“The Mission” is a new Italian reality show to be broadcasted on Christmas Time, and probably this says nothing really new about the landscape of Italian broadcasting.
The real new actually is that “The Mission” will be the first reality show produced in collaboration with an NGO, Intersos, and with the UNHCR. All-comforts houses and wild tropical island were in fact quitted by the Big Brother to follow a group of VIPs during a tailored volunteering experience in the refugee camps of DRC, Sudan and Jordan.
Although the show will only be broadcasted in December, a long and passionate debate is taking place on several media channels since last September. Media professionals and aid workers accused the show to exploit the dramatic actuality of African migrations for rolling down a massive fundraising operation during Christmas time. Several groups of aid workers, media and civil society groups have started online petitions asking to close the show and defining the initiative as another outrageous case of “poverty porn”.
The “poverty porn” definition made its first appearance on public media after the success of the multi awarded movie “Slumdog Millionaire” on 2008. The idea behind the expression was to discredit the use of extremely vulnerable and desperate uneducated people for public entertainment or NGOs fundraising. These practices are particularly rooted in the narratives of the benevolent western hero promoted through colonialism first, and through international aids later, that painted a stereotyped image of the reality in developing countries.
Most of these stereotypes were recently hit off by the collective SAIH Norway in a funny video project titled “Let’save Africa – Gone Wrong!”. The video has met an incredible success on web, stating that: “we need to create engagement built on knowledge, not stereotypes”.
In an interesting Google Hangout organized by the consulting Agency Kurante about the use of poverty porn as a marketing and media strategy, Linda Raftree indicates new social media as an important tool to open multiple points of view on development stories, to measure the real effects of their projects, and to help people in better understanding what their donation is actually doing.
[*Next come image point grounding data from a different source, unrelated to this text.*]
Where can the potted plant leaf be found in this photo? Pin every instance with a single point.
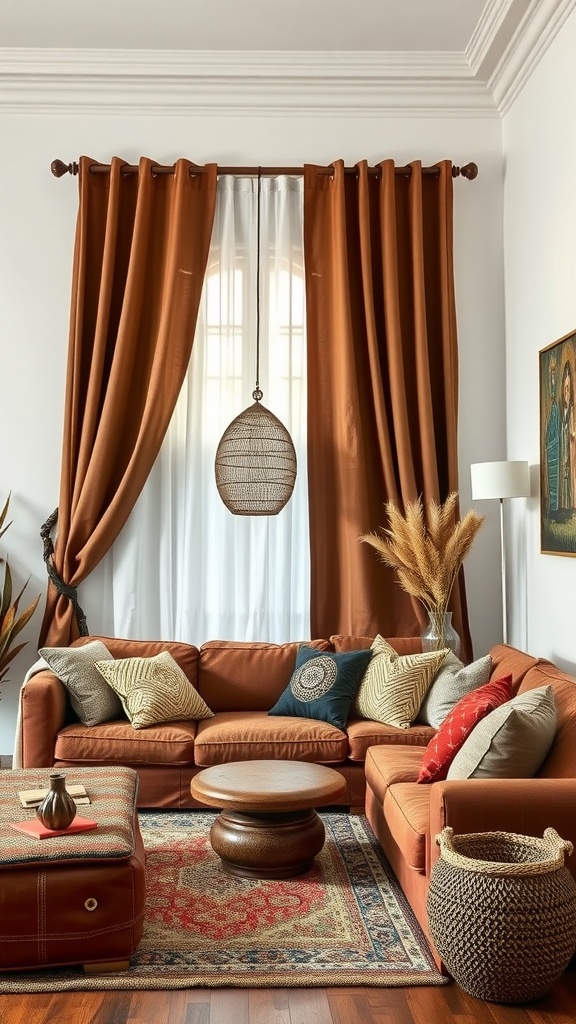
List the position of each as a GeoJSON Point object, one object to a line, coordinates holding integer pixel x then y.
{"type": "Point", "coordinates": [11, 623]}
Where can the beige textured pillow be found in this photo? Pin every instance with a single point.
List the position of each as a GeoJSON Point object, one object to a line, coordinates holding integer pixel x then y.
{"type": "Point", "coordinates": [154, 690]}
{"type": "Point", "coordinates": [92, 699]}
{"type": "Point", "coordinates": [394, 685]}
{"type": "Point", "coordinates": [511, 741]}
{"type": "Point", "coordinates": [449, 685]}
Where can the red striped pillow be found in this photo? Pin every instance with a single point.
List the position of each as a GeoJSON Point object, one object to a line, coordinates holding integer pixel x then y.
{"type": "Point", "coordinates": [458, 724]}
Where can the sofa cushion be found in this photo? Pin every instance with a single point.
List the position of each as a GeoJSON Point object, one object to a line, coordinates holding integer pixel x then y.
{"type": "Point", "coordinates": [386, 765]}
{"type": "Point", "coordinates": [511, 741]}
{"type": "Point", "coordinates": [154, 689]}
{"type": "Point", "coordinates": [458, 724]}
{"type": "Point", "coordinates": [256, 735]}
{"type": "Point", "coordinates": [323, 685]}
{"type": "Point", "coordinates": [91, 697]}
{"type": "Point", "coordinates": [363, 733]}
{"type": "Point", "coordinates": [246, 676]}
{"type": "Point", "coordinates": [452, 682]}
{"type": "Point", "coordinates": [118, 742]}
{"type": "Point", "coordinates": [407, 812]}
{"type": "Point", "coordinates": [394, 685]}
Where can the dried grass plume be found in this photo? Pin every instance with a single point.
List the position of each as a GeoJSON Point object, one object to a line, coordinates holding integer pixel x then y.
{"type": "Point", "coordinates": [426, 549]}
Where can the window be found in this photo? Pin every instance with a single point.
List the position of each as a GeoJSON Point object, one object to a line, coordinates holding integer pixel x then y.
{"type": "Point", "coordinates": [183, 566]}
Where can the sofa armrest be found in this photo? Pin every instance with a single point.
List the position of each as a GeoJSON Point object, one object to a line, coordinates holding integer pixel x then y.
{"type": "Point", "coordinates": [527, 806]}
{"type": "Point", "coordinates": [44, 710]}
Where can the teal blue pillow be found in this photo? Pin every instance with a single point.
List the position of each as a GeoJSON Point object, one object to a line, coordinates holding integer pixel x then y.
{"type": "Point", "coordinates": [323, 685]}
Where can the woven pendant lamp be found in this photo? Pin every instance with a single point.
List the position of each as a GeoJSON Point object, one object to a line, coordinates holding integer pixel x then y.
{"type": "Point", "coordinates": [255, 464]}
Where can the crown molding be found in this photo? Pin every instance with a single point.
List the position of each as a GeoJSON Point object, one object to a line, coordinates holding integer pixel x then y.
{"type": "Point", "coordinates": [509, 42]}
{"type": "Point", "coordinates": [243, 83]}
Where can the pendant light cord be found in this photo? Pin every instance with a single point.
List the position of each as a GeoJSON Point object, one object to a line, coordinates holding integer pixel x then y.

A wiser approach to participatory media could perhaps break the roles of “donors” and “beneficiaries” in a more dynamic and responsive relationship where community members can express and represent their own needs.
Of course, stereotypes are hard to break and poverty porn still represents the most effective means for eliciting emotional responses and easily raising funds. However, fundraising should not be the end goal of non-profit organizations. By driving people in feelings of pity or sympathy rather than to a real understanding of the situation, poverty porn reinforces stereotypes and does not encourage deeper and more egalitarian connections among different cultures and societies.
Cooperation is the key word, the real goal of development, and probably, the best story that aid agencies and social workers could ever sale.